American comic book miniseries

Monster High: Boomuda Triangle is an American comic book miniseries published by IDW Publishing between January and June 2026. The series is set in the fictional universe of the Monster High franchise. It is written by Megan Brown and illustrated by Eileen Widjaja.

== History ==
The website, The Beat, was given the exclusive opportunity to reveal the first covers and information about the miniseries in an article published on 20 December 2025. The comic series originated as a continuation of the story involving the gay couple Kieran Valentine and Spelldon Cauldronello, who had previously starred in a story in the same Monster High anthology, Monster High: Pride, and released earlier that same year. The first issue was the miniseries published on 28 January 2026

The miniseries is written by Megan Brown and illustrated by Eileen Widjaja. Bex Glendining served as the colorist for the series, while Johanna Nattalie was the letterer. Lisa Sterle created the main cover for the first issue, while artists Felia Hanakata and Bowen McCurdy produced variant covers, with McCurdy's cover specifically designed to imitate vintage paper dolls.

== Plot ==
The miniseries follows Kieran Valentine and Spelldon Cauldronello in their first solo comic.
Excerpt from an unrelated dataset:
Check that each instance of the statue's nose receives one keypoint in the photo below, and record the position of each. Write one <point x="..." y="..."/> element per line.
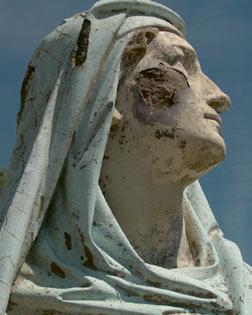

After Spelldon secures a unique internship with the Guardian of the Boomuda Triangle, a powerful magical location that maintains the balance between the known universes, his boyfriend, Kieran Valentine, becomes afraid that Spelldon might fall in love with the Guardian and end their relationship. As a result, Kieran secretly follows him to the Triangle, leading to an argument during which the two accidentally break the Atlas, a map of the known universes and their boundaries that regulates the Triangle's power.

The destruction of the Atlas causes all the universes to collide and converge, sending Kieran and Spelldon on an adventure in which they must overcome their insecurities, repair the rifts between worlds, and find each another again in every universe they visit.